Subcellular Imaging In Vivo

Robert S. Balaban
Scientific Director, National Heart Lung and Blood Institute, NIH


2252nd Meeting Abstract
Friday, March 20, 2009 at 8:15 PM

Robert S. Balaban

Abstract:

Recent developments in the use of non-linear optical techniques have provided the unique ability to image the molecular structure and function of cells in vivo. This technology is on the verge of bringing together cell biology, physiology and medicine in intact systems where sub-cellular events can be observed in the context of the intact body. The basic use of two-photon excitation fluorescence microscopy essentially permits the delivery of visible photons deep into tissues using infrared light making intra-vital fluorescence microscopy feasible and practical. New optical excitation and detection schemes for the microscope are resulting in several fold improvements in the signal to noise characteristics of this approach providing the most sensitive method of imaging any optical fluorescence probe. This lecture will review an example using a second harmonic imaging method to image the macromolecular structure of the arterial wall that has led to a new theory of early arteriosclerosis development.

About the Author:

Robert S. Balaban is Scientific Director of the National Heart, Lung, and Blood Institute (NHLBI) at the National Institutes of Health. He is also Chief of the Laboratory of Cardiac Energetics, Division of Intramural Research, NHLBI. He attended the University of Miami as an undergraduate in marine biology and received Bachelor of Sciences degrees in Biology and Chemistry in 1975. He attended graduate school at Duke University with an NIH training fellowship where he received his Ph.D. in Physiology and Pharmacology in 1980. The title of his dissertation was “The coupling of aerobic metabolism to active ion transport in the kidney”. He was awarded a NATO Post-Doctoral Fellowship in the Department of Biochemistry at The University of Oxford (1980-1981).

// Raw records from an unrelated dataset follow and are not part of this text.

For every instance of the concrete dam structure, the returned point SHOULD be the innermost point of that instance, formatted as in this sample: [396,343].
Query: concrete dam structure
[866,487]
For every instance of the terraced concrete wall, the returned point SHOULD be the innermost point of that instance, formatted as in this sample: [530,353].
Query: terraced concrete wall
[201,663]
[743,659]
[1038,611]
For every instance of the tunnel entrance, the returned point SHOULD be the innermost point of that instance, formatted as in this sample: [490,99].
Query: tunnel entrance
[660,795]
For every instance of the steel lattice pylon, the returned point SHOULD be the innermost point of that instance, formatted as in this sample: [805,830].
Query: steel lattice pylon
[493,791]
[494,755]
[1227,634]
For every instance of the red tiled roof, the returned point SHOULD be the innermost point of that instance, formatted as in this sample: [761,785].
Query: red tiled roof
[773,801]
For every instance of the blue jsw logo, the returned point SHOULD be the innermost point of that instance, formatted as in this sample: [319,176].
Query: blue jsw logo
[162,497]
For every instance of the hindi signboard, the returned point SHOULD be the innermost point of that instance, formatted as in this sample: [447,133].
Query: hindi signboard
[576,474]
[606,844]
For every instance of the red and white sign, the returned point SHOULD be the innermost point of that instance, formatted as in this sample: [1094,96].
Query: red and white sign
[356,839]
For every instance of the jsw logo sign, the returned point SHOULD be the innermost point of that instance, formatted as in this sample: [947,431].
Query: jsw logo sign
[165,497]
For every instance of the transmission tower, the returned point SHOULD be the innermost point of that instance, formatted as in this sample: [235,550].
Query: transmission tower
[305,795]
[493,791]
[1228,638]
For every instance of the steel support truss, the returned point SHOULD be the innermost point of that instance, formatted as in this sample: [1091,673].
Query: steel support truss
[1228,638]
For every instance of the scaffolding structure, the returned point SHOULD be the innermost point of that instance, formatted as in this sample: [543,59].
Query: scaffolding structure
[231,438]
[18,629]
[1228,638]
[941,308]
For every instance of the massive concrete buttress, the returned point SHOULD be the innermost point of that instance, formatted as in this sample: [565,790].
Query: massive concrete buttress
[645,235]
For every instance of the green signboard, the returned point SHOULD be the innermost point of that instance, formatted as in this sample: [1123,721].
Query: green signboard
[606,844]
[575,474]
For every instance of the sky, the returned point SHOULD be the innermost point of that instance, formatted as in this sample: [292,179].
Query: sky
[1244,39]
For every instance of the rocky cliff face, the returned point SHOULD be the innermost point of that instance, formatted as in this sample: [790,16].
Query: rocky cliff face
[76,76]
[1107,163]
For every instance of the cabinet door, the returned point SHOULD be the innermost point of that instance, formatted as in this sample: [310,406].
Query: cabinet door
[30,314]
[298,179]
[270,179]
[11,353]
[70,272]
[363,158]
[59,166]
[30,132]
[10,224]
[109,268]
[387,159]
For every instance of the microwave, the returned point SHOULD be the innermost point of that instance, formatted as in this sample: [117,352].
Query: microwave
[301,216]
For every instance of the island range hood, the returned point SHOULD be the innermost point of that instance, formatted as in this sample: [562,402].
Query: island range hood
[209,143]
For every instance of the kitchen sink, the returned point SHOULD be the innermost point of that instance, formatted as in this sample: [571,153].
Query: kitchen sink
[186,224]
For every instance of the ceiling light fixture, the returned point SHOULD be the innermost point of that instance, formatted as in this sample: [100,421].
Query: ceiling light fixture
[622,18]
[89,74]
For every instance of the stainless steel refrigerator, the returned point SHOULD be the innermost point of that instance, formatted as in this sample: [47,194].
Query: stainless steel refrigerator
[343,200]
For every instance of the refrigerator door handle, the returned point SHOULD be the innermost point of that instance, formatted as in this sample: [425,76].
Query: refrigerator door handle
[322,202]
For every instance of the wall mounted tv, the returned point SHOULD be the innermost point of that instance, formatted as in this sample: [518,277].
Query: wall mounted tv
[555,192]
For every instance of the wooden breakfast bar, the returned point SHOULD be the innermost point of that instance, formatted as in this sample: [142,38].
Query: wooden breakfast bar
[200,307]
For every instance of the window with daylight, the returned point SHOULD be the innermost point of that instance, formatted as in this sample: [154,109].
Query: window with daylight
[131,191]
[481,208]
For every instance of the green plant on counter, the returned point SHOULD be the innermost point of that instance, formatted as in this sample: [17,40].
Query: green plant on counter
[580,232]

He joined the NHLBI as a staff fellow in the Laboratory of Kidney and Electrolyte Metabolism in 1981. After continuing his work in renal energetics and the discovery of functional organic osmolytes in the kidney, he redirected his efforts to the study of the heart. In 1988 be became the Chief of the newly formed Laboratory of Cardiac Energetics in the NHLBI. He was appointed to Scientific Director of the Laboratory Research Program in December of 1999. He became the overall Scientific Director of the NHLBI intramural program in 2004.

His primary research interest is in the overall energy economy of intact biological tissues with a recent focus on the function of the heart. Due to his interest in the function of intact systems, his research has relied heavily on the development and use of non-invasive technologies. These technologies include magnetic resonance imaging and spectroscopy, optical imaging and spectroscopy, positron emission tomography and ultrasound approaches. He has published over 250 papers in peer-reviewed journals on a wide variety of research topics. He is the co-inventor on 10 patents on technology developed for these studies.

He has served as President of the International Society for Magnetic Resonance in Medicine and President of the Society for Cardiovascular Magnetic Resonance. He is also a member of The American Physiological Society, The American Society for Cell Biology, and The Biophysical Society.